This Post Nails The Absurdity Of Calling A C-Section 'The Easy Way Out'
Mom’s honest post about the difficulties of having and recovering from a c-section goes viral
Recovering from not one, but two c-sections was the hardest thing I have ever done. I rarely speak about it, because I don’t want to scare women who are pregnant, but it was tough. Just thinking about the pain I was in the days following each surgery is enough to send a wave of anxiety through my body. That’s why whenever I hear some comment about c-sections being “the easy way out” — I just laugh. Childbirth is hard, period. None of us have it easy, whether a human has exited our body via our vagina or its been cut out of our wombs. A human has been removed from our bodies. Enough said.
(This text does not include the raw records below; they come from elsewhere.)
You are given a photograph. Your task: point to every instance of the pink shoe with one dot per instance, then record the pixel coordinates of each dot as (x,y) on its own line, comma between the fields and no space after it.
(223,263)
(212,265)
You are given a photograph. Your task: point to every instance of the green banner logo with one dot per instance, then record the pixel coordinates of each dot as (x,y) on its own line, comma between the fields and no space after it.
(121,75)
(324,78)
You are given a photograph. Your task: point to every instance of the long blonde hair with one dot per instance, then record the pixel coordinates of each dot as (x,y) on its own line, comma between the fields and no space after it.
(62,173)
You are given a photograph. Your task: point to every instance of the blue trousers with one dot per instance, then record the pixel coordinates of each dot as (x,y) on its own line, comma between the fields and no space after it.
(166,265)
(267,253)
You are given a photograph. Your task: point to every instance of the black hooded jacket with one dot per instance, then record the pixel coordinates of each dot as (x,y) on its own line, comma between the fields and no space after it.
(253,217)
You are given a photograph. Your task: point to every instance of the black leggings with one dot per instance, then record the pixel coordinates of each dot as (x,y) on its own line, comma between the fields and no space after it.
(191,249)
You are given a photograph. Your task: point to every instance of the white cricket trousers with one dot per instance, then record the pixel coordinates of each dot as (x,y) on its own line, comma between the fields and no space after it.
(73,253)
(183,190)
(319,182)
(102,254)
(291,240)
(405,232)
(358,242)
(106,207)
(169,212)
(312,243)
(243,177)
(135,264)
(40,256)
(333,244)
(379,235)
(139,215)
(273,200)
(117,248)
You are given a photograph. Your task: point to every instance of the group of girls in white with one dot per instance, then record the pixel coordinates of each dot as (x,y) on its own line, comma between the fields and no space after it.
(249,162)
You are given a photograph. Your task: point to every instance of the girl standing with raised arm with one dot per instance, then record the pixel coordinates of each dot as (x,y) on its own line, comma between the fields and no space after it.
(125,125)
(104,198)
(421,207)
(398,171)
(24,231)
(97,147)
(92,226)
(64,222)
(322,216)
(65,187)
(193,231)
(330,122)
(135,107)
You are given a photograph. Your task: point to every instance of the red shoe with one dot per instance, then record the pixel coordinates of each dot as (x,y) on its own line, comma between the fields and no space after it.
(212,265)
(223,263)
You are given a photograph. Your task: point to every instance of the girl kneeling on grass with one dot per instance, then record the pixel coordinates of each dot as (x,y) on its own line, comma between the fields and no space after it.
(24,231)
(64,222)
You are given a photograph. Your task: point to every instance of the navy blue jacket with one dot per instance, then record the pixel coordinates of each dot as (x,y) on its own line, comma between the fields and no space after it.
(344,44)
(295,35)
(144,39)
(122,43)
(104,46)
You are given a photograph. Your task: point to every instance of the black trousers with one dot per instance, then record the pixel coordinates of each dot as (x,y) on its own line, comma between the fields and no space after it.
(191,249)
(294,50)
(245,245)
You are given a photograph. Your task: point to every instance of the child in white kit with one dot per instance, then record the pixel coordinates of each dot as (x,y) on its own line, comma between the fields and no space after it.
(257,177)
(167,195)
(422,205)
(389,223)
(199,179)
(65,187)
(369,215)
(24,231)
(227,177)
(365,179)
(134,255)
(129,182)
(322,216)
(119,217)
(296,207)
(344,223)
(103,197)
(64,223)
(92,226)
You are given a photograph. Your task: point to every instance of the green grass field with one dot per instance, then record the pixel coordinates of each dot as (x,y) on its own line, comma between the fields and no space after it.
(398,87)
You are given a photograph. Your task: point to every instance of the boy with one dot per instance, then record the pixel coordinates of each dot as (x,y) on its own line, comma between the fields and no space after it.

Raye Lee knows firsthand how hard it is to recover from a c-section, because she recently had one. Her words about how tough those of us who’ve gone through them have to be are going viral because, damn. We are badasses.
“Being told at the beginning that I was displaying great progress and wouldn’t need a cesarean section… and then being told that I was being prepped for major abdominal surgery was not a shock at all,” she writes, sarcastically. “Oh, and that surgery is super easy peasy to recover from.”
Lee was in labor for 38 hours before her baby went into distress and every contraction was “literally stopping his heart.” She writes, “This was the most painful thing I have experienced in my life. I now belong to a badass tribe of mamas with the scar to prove that I had a baby cut out of me and lived to tell the tale.”
Anyone who has been through an emergency c-section can tell you — it’s terrifying. It’s absolutely not the same thing as having a c-section that is planned and calmly prepped for. I know, because I’ve been through both. An emergency c-section is a completely different animal than a planned one. When you are being rushed into surgery because your baby’s life may be at risk, everything is terrifying. The sense of emergency makes a surgeon’s movements quicker, more jarring. Recovering from that type of experience is no joke.
Lee describes it as “a completely different experience than I had imagined my son’s birth to be.” She’s understandably annoyed by anyone who would call the experience the easy way out. “When that first nurse asked you to try getting out of bed and the ripping pain of a body cut apart and stitched back together seared through you, you realized the irony of anybody who talks about it being the ‘easy way out.’ So fuck you and fuck how you see what I did.”
Childbirth is not easy, period. It’s not a competition. This post is a good reminder that there are so many things we endure as women, and we need to acknowledge those things and lift each other up — not compare experiences.
“I am the strongest woman, that I know,” she ends her post. “Not only for myself, but for my beautiful son… and I would honestly go through this every single day just to make sure I am able to see his smiling face.”